Among the x86 designs, the Xeon Nehalem-class processors have substantially better latencies (around 27 ns and 54 ns remote) than previous generations of Xeon processors. And rather better than the Alpha latencies discussed in the LANL document. Which means the effects of different cache sizes or access patterns can change.

Branches, too, can play havoc with the instruction streams and with the efficacy of caching and of instruction decode. Branch often and performance can suffer. Highly pipelined designs can take bigger performance hits with branches.
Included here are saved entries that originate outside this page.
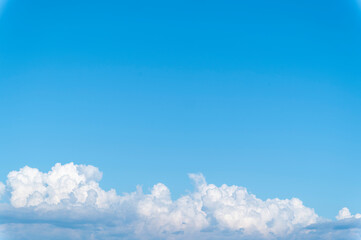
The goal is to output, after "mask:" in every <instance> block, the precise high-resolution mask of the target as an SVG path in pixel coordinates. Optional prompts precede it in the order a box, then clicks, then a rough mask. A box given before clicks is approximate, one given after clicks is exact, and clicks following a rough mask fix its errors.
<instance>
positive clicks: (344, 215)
mask: <svg viewBox="0 0 361 240" xmlns="http://www.w3.org/2000/svg"><path fill="white" fill-rule="evenodd" d="M347 218H356V219H359V218H361V214H359V213H357V214H355V215H352V214H351V212H350V210H349V209H348V208H346V207H344V208H342V209H341V210H340V211H339V212H338V215H337V216H336V219H337V220H343V219H347Z"/></svg>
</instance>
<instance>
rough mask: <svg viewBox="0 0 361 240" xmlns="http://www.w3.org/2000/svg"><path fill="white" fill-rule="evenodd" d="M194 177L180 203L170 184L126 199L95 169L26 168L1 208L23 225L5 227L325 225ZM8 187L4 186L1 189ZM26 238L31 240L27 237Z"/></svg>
mask: <svg viewBox="0 0 361 240" xmlns="http://www.w3.org/2000/svg"><path fill="white" fill-rule="evenodd" d="M189 177H190V178H191V179H192V180H193V181H194V183H195V187H196V188H195V191H194V192H193V193H190V194H187V195H184V196H182V197H180V198H178V199H176V200H172V198H171V193H170V190H169V189H168V188H167V187H166V186H165V185H164V184H162V183H158V184H156V185H154V186H153V188H152V190H151V192H150V193H149V194H145V193H143V192H142V190H141V188H138V190H137V191H136V192H133V193H129V194H124V195H117V194H116V192H115V190H110V191H105V190H103V189H101V188H100V186H99V181H100V180H101V178H102V173H101V172H100V171H99V169H98V168H96V167H93V166H86V165H76V164H74V163H69V164H65V165H61V164H59V163H58V164H56V165H55V166H54V167H53V168H52V169H51V171H49V172H48V173H43V172H41V171H39V170H38V169H36V168H30V167H24V168H22V169H20V170H19V171H12V172H10V173H9V174H8V179H7V189H8V190H9V192H10V204H11V206H12V207H10V209H11V208H12V209H13V210H11V211H10V210H9V208H7V210H6V211H4V209H1V208H0V217H1V215H3V217H2V218H3V219H5V218H8V219H14V218H16V219H17V220H16V221H15V222H16V224H15V225H14V224H10V223H9V225H8V224H7V223H5V225H4V224H3V225H2V228H3V229H5V231H7V232H11V234H12V235H16V236H17V235H18V234H19V233H18V232H17V231H16V230H14V226H15V228H16V226H19V228H21V229H23V230H22V231H25V230H24V229H26V226H28V228H30V227H29V226H30V225H27V224H26V223H29V222H31V219H33V221H34V222H40V223H44V224H47V225H44V224H40V226H41V227H42V228H44V227H48V228H49V226H52V224H53V225H54V228H56V229H58V230H59V223H60V229H61V230H62V231H65V230H64V228H63V225H68V224H70V226H74V225H79V224H81V225H83V226H88V227H89V226H92V227H91V228H90V229H87V230H84V229H82V228H80V227H77V230H72V231H71V233H69V230H67V231H68V233H69V234H70V235H69V236H67V238H68V239H73V238H74V239H91V238H95V239H112V237H110V236H118V237H121V238H123V239H126V238H128V237H129V238H132V239H134V238H135V239H194V238H201V236H203V238H204V239H208V238H212V239H215V238H217V237H215V236H216V235H217V234H218V235H217V236H218V238H217V239H224V238H225V236H233V237H234V238H237V239H243V238H248V239H249V238H250V237H253V238H257V239H281V238H286V239H287V237H288V236H292V234H295V233H296V232H299V231H301V230H302V229H305V228H306V229H307V227H308V226H313V225H315V224H318V223H320V222H322V221H321V219H320V218H319V217H318V216H317V214H316V213H315V212H314V210H313V209H311V208H308V207H306V206H304V205H303V203H302V201H301V200H299V199H297V198H292V199H278V198H275V199H267V200H261V199H259V198H257V197H256V196H255V195H253V194H251V193H249V192H248V191H247V189H246V188H244V187H240V186H228V185H222V186H216V185H213V184H208V183H207V182H206V180H205V178H204V177H203V175H201V174H190V175H189ZM1 189H3V190H1ZM4 189H5V186H4V185H3V184H2V185H1V184H0V192H1V191H4ZM2 211H3V212H2ZM24 211H25V212H24ZM9 212H10V213H9ZM5 213H6V214H5ZM19 216H20V217H19ZM357 216H358V215H355V217H357ZM348 217H353V216H352V215H351V214H350V212H349V211H348V209H347V208H344V209H342V210H341V211H340V213H339V215H338V217H337V218H338V219H344V218H348ZM25 218H29V219H30V220H29V219H25ZM23 219H25V220H24V223H22V220H23ZM19 222H20V223H21V224H20V223H19ZM19 224H20V225H19ZM49 224H50V225H49ZM89 224H90V225H89ZM93 224H96V225H93ZM0 226H1V225H0ZM38 227H39V226H38ZM39 228H40V227H39ZM0 229H1V227H0ZM79 229H82V230H79ZM94 229H97V230H96V231H95V230H94ZM51 230H52V231H48V230H44V229H42V232H44V233H50V232H56V231H55V230H54V229H51ZM29 231H33V229H30V230H29ZM79 231H80V232H82V231H83V232H82V234H83V235H81V236H80V235H79V234H80V233H79ZM94 231H95V232H94ZM74 232H76V236H77V237H76V238H75V237H74V236H73V234H75V233H74ZM306 232H307V233H308V232H309V231H306ZM9 235H10V234H9ZM204 236H206V237H204ZM39 237H40V238H42V237H43V238H44V236H39ZM54 237H55V236H47V238H54ZM19 239H29V238H27V236H26V235H23V236H21V237H19ZM295 239H296V238H295Z"/></svg>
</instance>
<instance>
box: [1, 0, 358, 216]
mask: <svg viewBox="0 0 361 240" xmlns="http://www.w3.org/2000/svg"><path fill="white" fill-rule="evenodd" d="M360 63H361V7H360V5H359V4H358V2H357V1H356V0H342V1H340V0H338V1H333V0H328V1H324V0H320V1H311V0H298V1H289V0H284V1H269V0H267V1H266V0H264V1H129V2H126V1H89V0H88V1H83V0H78V1H69V0H64V1H50V0H46V1H45V0H32V1H18V0H8V1H7V3H6V5H5V7H4V9H3V11H2V14H1V16H0V161H1V168H0V181H5V180H6V175H7V173H8V172H9V171H11V170H16V169H19V168H21V167H23V166H24V165H29V166H32V167H36V168H39V169H41V170H42V171H48V170H49V169H50V167H51V166H53V165H54V164H55V163H56V162H61V163H67V162H70V161H74V162H75V163H78V164H92V165H94V166H97V167H99V169H100V170H102V171H103V172H104V177H103V180H102V187H103V188H105V189H109V188H111V187H113V188H115V189H116V190H117V191H118V192H120V193H121V192H129V191H133V190H134V189H135V186H136V185H137V184H141V185H143V186H144V188H145V189H147V188H148V187H150V186H151V185H153V184H154V183H157V182H163V183H165V184H166V185H167V186H169V187H170V189H171V190H172V191H173V194H174V196H180V195H181V194H183V193H185V191H184V189H191V188H192V186H191V184H190V183H189V181H188V180H187V173H190V172H202V173H203V174H204V175H205V176H206V177H207V179H208V180H209V182H212V183H215V184H223V183H227V184H237V185H241V186H245V187H247V188H248V189H249V191H250V192H252V193H255V194H256V195H257V196H258V197H260V198H262V199H266V198H273V197H279V198H290V197H298V198H300V199H302V200H303V201H304V203H305V205H306V206H309V207H312V208H315V210H316V212H317V213H318V214H319V215H321V216H324V217H333V216H335V215H336V214H337V212H338V210H339V209H341V208H342V207H344V206H347V207H349V208H350V210H351V212H361V204H360V200H361V191H360V185H361V184H360V183H361V180H360V177H359V176H360V168H361V151H360V149H361V137H360V136H361V66H360Z"/></svg>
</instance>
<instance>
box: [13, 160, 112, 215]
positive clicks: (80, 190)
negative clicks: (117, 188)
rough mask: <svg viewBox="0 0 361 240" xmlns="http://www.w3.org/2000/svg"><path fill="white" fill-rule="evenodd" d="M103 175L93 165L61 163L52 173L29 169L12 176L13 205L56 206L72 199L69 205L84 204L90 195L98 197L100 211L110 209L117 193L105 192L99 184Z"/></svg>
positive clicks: (70, 200)
mask: <svg viewBox="0 0 361 240" xmlns="http://www.w3.org/2000/svg"><path fill="white" fill-rule="evenodd" d="M101 178H102V173H101V172H100V171H99V169H98V168H96V167H93V166H85V165H75V164H74V163H69V164H65V165H61V164H60V163H57V164H56V165H55V166H54V167H53V168H52V169H51V171H50V172H48V173H42V172H40V171H39V170H38V169H36V168H30V167H28V166H26V167H24V168H22V169H20V170H19V171H12V172H10V173H9V174H8V180H7V184H8V185H9V187H10V189H11V199H10V200H11V204H12V205H13V206H14V207H30V206H39V205H41V204H48V205H56V204H59V203H60V202H61V201H64V200H68V201H70V203H68V204H74V205H76V204H78V205H79V204H83V203H85V202H86V201H87V198H88V196H90V195H89V193H90V192H92V193H94V194H96V195H97V198H96V204H97V206H98V207H99V208H102V207H107V206H108V200H110V199H111V198H112V197H115V191H114V190H111V191H109V192H105V191H104V190H102V189H101V188H100V187H99V184H98V181H100V180H101Z"/></svg>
2 points by briansmith 3 days ago | link

Why do you assume that you get the whole L1 code cache to yourself? I would think that on a real desktop system you would be lucky to get even half of it.

6 points by DarkShikari 3 days ago | link

The L1 cache is only 32 (or 64) kilobytes. One program's time slice lasts at least a few milliseconds, easily 100 times longer than would be necessary to fill up the cache with that program's code data.

The OS can't dedicate parts of the L1 cache to different applications (the CPU doesn't offer any feature to allow it to do so), nor would it be a good idea to do so.

3 points by briansmith 3 days ago | link

I see now. You take for granted that the L1 cache will get completely replaced during every context switch. And, it wouldn't matter anyway, because the context switch itself is already a massive performance hit relative to the L1 cache misses.

2 points by ntoshev 3 days ago | link

I would expect the hyperthreaded cores share their cache between both threads though.

1 point by DarkShikari 3 days ago | link

That could actually be a good explanation for why reducing code cache pressure can help even in cases where it doesn't make sense that it would; because the another thread is also using that cache.

Though I wonder if that's true of all SMT chips; I wonder if any chips have dual L1 caches for exactly this reason?